Uma construtora criada em Belo Horizonte no ano de 1981 transformou seu fundador em um dos homens mais ricos do Brasil. O engenheiro mineiro Ricardo Valadares Gontijo, criador da Direcional Engenharia, acumula um patrimônio estimado em R$ 3 bilhões na nova lista de bilionários da Forbes de 2026. Aos 76 anos, o empresário ocupa a centésima trigésima sexta posição no ranking nacional.
O valor representa um avanço financeiro em relação ao levantamento do ano anterior. Em 2025, a publicação atribuía a ele R$ 2,9 bilhões. O acréscimo de 3,4 por cento consolidou sua presença na elite da construção civil brasileira. A história dessa fortuna familiar, no entanto, começou muito longe do mercado financeiro e das ações negociadas na bolsa de valores.
O início no bairro Salgado Filho e a expansão nacional
Formado pela Universidade Federal de Minas Gerais, Gontijo trabalhava como diretor de obras habitacionais antes de empreender. Em fevereiro de 1981, ele decidiu abrir o próprio negócio e fundou a Direcional Engenharia. O primeiro projeto da empresa foi um pequeno empreendimento popular erguido no bairro Salgado Filho, na região Oeste da capital mineira.

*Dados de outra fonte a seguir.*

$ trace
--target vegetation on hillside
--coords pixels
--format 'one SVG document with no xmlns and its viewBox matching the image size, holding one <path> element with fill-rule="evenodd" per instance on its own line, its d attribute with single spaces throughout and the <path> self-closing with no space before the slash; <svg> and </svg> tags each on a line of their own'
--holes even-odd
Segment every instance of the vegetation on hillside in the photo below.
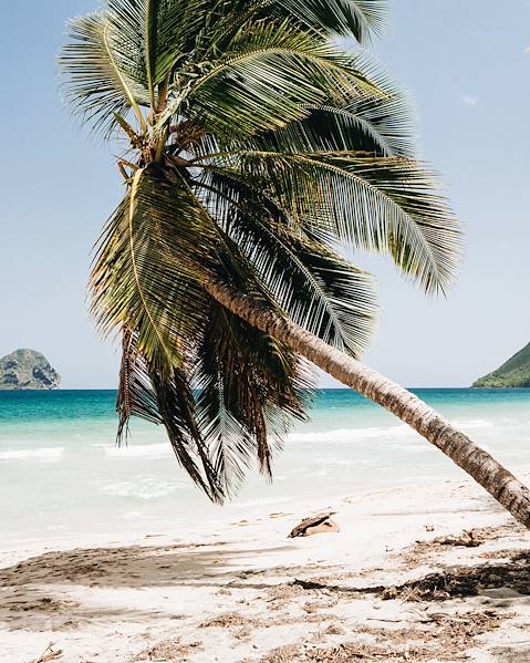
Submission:
<svg viewBox="0 0 530 663">
<path fill-rule="evenodd" d="M 496 371 L 479 377 L 472 386 L 516 389 L 530 387 L 530 343 L 499 366 Z"/>
</svg>

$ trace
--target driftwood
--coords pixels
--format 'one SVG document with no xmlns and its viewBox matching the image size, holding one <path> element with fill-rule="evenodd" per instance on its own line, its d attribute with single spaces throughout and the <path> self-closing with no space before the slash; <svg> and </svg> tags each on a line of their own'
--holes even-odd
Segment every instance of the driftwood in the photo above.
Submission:
<svg viewBox="0 0 530 663">
<path fill-rule="evenodd" d="M 293 539 L 294 537 L 310 537 L 311 535 L 319 535 L 322 532 L 341 531 L 339 525 L 331 519 L 331 516 L 333 515 L 334 511 L 329 511 L 328 514 L 319 514 L 312 518 L 304 518 L 302 522 L 297 525 L 291 531 L 289 538 Z"/>
<path fill-rule="evenodd" d="M 42 654 L 38 659 L 32 659 L 29 663 L 48 663 L 49 661 L 54 661 L 59 656 L 62 656 L 63 650 L 54 650 L 53 644 L 53 642 L 50 642 Z"/>
</svg>

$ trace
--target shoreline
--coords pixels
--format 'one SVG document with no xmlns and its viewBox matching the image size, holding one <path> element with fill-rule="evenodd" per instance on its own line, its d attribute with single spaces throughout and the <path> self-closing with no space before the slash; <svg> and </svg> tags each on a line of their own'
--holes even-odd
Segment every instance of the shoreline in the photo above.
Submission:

A construtora cresceu inicialmente focada em moradias populares e obras públicas de saneamento. Na década seguinte, a empresa expandiu suas fronteiras para Brasília e se especializou na construção em larga escala atrelada aos financiamentos da Caixa Econômica Federal. Hoje, a companhia figura entre as cinco maiores do setor no país e atua em metrópoles como São Paulo, Rio de Janeiro e Fortaleza.
A abertura de capital em 2009 revelou o peso da companhia para o mercado de ações. Atualmente, o bloco controlador familiar detém 36,2 por cento dos papéis. Com a construtora avaliada pela Forbes em cerca de R$ 5,7 bilhões, apenas essa fatia societária representa mais de R$ 2 bilhões, explicando a base de cálculo principal da revista para estimar a riqueza do empresário.

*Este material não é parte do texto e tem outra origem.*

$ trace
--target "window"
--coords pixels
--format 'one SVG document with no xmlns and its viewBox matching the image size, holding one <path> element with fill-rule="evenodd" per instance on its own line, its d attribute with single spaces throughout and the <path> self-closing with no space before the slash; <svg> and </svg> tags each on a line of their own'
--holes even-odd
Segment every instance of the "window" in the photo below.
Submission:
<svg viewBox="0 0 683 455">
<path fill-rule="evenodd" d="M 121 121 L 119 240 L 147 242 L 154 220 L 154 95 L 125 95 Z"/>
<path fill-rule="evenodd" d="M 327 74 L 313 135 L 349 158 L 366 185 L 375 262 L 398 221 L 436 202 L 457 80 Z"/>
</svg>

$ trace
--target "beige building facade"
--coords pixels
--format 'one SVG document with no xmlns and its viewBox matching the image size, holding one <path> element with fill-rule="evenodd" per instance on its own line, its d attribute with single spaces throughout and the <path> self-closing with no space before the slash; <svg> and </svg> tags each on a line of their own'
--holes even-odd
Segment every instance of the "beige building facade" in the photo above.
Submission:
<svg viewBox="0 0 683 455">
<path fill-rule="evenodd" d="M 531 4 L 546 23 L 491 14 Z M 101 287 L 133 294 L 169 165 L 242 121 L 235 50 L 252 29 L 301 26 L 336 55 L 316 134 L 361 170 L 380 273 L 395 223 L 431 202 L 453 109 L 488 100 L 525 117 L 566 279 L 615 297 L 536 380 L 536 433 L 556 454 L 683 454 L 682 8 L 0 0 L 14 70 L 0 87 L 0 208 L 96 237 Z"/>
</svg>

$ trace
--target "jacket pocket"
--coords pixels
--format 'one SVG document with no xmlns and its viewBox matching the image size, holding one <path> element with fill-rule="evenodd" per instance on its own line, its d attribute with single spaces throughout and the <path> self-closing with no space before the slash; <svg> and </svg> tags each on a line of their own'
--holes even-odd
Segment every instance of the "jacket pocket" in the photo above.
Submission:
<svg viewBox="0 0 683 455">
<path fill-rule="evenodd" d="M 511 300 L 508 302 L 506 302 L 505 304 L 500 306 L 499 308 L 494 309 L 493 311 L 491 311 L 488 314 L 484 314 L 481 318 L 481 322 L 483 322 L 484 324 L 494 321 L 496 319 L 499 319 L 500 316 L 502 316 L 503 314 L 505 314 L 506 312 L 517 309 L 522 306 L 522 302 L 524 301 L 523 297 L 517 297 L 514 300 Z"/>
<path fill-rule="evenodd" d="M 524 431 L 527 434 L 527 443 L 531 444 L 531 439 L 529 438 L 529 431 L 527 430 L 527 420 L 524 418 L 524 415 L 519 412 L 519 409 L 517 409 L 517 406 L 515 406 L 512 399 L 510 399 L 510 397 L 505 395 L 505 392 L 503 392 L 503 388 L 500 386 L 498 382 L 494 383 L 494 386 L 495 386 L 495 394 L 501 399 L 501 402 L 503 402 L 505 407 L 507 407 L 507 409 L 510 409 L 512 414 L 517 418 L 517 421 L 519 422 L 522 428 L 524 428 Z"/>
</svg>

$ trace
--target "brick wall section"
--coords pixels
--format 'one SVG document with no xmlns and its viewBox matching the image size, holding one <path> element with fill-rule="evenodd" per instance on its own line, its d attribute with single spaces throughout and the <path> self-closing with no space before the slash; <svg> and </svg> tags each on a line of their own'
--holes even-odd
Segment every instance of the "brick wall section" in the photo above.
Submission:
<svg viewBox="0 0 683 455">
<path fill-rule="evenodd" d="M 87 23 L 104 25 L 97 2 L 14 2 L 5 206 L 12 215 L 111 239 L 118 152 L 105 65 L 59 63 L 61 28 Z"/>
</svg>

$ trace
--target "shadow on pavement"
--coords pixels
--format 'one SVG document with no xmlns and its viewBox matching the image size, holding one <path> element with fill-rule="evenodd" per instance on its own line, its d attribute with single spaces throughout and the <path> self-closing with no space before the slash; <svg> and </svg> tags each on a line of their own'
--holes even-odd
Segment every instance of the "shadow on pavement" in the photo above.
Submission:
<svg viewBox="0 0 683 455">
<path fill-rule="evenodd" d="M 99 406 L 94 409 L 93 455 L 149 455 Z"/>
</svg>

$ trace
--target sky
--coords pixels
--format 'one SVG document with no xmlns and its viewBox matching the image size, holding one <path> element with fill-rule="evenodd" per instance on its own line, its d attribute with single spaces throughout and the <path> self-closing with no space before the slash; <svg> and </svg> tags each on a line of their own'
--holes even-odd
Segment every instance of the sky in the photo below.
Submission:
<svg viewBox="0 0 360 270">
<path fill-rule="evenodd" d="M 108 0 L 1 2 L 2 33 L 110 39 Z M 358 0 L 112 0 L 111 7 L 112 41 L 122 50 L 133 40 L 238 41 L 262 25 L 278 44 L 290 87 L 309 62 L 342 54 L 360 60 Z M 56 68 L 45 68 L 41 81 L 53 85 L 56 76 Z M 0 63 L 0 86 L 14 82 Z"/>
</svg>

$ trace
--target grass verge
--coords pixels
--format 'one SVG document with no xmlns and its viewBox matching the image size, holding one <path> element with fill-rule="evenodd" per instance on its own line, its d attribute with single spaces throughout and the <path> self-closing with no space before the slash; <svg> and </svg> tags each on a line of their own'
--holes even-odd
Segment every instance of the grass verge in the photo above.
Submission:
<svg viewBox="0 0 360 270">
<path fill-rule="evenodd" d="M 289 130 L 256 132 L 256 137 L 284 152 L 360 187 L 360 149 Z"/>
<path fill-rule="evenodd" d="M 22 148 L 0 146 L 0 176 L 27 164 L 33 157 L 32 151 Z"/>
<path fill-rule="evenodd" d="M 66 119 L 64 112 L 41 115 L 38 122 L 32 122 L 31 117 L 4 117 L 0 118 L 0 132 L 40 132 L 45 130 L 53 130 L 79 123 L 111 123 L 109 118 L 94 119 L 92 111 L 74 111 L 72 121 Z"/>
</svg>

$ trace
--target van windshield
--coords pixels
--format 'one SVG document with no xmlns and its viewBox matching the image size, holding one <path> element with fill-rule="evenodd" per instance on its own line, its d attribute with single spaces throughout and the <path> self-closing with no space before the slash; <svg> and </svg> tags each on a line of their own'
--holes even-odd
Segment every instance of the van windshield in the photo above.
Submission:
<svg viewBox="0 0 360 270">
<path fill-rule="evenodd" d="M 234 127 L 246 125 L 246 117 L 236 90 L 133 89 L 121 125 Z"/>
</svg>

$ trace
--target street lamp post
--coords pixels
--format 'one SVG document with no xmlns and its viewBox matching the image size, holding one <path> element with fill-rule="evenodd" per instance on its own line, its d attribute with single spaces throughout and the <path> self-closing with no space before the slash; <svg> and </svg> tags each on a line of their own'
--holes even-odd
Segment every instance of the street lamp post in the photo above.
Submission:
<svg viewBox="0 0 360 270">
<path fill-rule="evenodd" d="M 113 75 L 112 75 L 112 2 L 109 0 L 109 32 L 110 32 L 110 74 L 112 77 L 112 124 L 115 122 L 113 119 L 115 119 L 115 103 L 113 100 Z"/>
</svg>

Direcional registra o maior recorde de vendas da história
A presença do empresário no clube dos bilionários reflete o momento de escala inédita vivido pela construtora. No segundo trimestre de 2026, a Direcional atingiu R$ 2 bilhões em vendas brutas, marcando o maior volume trimestral de sua trajetória de 45 anos. A receita líquida bateu a marca de R$ 1,3 bilhão, um crescimento expressivo superior a 20 por cento na comparação anual.

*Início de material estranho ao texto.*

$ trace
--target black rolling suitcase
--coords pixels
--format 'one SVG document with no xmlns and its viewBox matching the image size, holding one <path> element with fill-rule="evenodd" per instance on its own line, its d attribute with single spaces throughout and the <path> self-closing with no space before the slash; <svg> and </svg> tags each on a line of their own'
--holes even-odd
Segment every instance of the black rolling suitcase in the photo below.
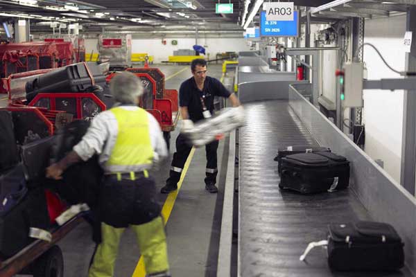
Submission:
<svg viewBox="0 0 416 277">
<path fill-rule="evenodd" d="M 42 188 L 28 189 L 23 166 L 0 177 L 0 258 L 7 258 L 34 240 L 31 228 L 46 230 L 49 216 Z"/>
<path fill-rule="evenodd" d="M 334 271 L 390 271 L 404 265 L 404 244 L 390 224 L 359 221 L 331 224 L 328 229 L 327 240 L 311 242 L 300 260 L 320 246 L 327 247 L 328 265 Z"/>
<path fill-rule="evenodd" d="M 336 154 L 295 154 L 281 159 L 280 188 L 315 193 L 345 188 L 349 183 L 349 162 Z"/>
<path fill-rule="evenodd" d="M 395 271 L 404 265 L 404 244 L 388 224 L 358 222 L 329 229 L 328 263 L 333 270 Z"/>
<path fill-rule="evenodd" d="M 62 159 L 76 145 L 87 132 L 89 122 L 73 121 L 60 129 L 53 143 L 51 160 Z M 75 163 L 62 175 L 62 180 L 48 180 L 49 187 L 71 204 L 87 203 L 92 209 L 96 205 L 103 178 L 97 155 L 87 161 Z"/>
<path fill-rule="evenodd" d="M 288 155 L 300 153 L 313 153 L 315 152 L 331 152 L 328 148 L 311 145 L 291 145 L 279 148 L 277 155 L 275 157 L 275 161 L 277 161 L 277 170 L 279 175 L 281 174 L 281 158 Z"/>
<path fill-rule="evenodd" d="M 0 174 L 11 168 L 19 160 L 17 145 L 10 111 L 0 110 Z"/>
<path fill-rule="evenodd" d="M 39 181 L 44 178 L 55 139 L 55 136 L 48 136 L 21 146 L 21 160 L 28 181 Z"/>
<path fill-rule="evenodd" d="M 78 62 L 43 74 L 26 84 L 30 102 L 40 92 L 83 92 L 94 84 L 105 84 L 105 75 L 96 63 Z"/>
</svg>

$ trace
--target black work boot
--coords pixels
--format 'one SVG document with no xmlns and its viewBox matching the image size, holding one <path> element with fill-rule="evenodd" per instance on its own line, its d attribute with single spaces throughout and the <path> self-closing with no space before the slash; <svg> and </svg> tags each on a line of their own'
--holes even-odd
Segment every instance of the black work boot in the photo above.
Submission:
<svg viewBox="0 0 416 277">
<path fill-rule="evenodd" d="M 177 189 L 177 185 L 171 185 L 170 184 L 166 184 L 165 186 L 160 189 L 160 193 L 169 193 L 173 190 L 176 190 Z"/>
<path fill-rule="evenodd" d="M 218 189 L 215 186 L 214 183 L 208 183 L 205 185 L 205 189 L 211 193 L 216 193 L 218 192 Z"/>
</svg>

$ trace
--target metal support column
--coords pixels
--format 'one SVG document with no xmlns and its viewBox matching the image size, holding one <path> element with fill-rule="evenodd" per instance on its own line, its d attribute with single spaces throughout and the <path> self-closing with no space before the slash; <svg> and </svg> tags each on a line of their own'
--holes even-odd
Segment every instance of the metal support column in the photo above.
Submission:
<svg viewBox="0 0 416 277">
<path fill-rule="evenodd" d="M 29 41 L 29 20 L 15 19 L 15 41 L 26 42 Z"/>
<path fill-rule="evenodd" d="M 311 8 L 306 8 L 306 17 L 308 18 L 308 20 L 306 21 L 306 24 L 305 24 L 305 48 L 311 47 L 311 14 L 309 13 L 310 10 Z M 309 57 L 309 56 L 305 56 L 305 62 L 308 64 L 311 64 L 311 58 Z M 315 64 L 312 65 L 315 66 Z M 311 73 L 309 70 L 305 70 L 305 80 L 311 80 Z"/>
<path fill-rule="evenodd" d="M 352 55 L 354 55 L 356 50 L 361 47 L 357 57 L 352 57 L 355 60 L 363 62 L 364 48 L 362 45 L 364 44 L 364 19 L 362 17 L 354 17 L 352 19 Z M 361 124 L 361 108 L 352 108 L 350 111 L 350 118 L 355 124 Z"/>
<path fill-rule="evenodd" d="M 407 31 L 416 35 L 416 6 L 408 8 Z M 406 70 L 416 71 L 416 39 L 412 39 L 410 53 L 406 54 Z M 404 91 L 403 105 L 403 139 L 400 184 L 415 195 L 416 167 L 416 89 Z"/>
<path fill-rule="evenodd" d="M 312 56 L 312 103 L 318 107 L 318 99 L 319 98 L 319 82 L 320 78 L 320 51 L 328 50 L 340 50 L 339 47 L 312 47 L 312 48 L 286 48 L 286 53 L 288 55 L 308 55 Z"/>
</svg>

Os lucros acompanharam esse ritmo acelerado de expansão imobiliária. Somente nos primeiros seis meses do ano, a companhia lucrou R$ 415 milhões. O potencial de crescimento futuro também está garantido por um banco de terrenos avaliado em R$ 63,1 bilhões em valor geral de vendas. Esse estoque de áreas equivale a mais de onze vezes o valor de mercado atual da própria empresa.
A gestão do negócio já passa por um processo maduro de sucessão. Ricardo Valadares Gontijo deixou a presidência executiva em 2019 para comandar exclusivamente o conselho de administração. Seu filho, também engenheiro formado pela UFMG, assumiu o cargo de diretor executivo principal. O cenário atual coroa uma jornada de quatro décadas que começou com projetos básicos em Belo Horizonte e culminou na criação de um império bilionário da habitação.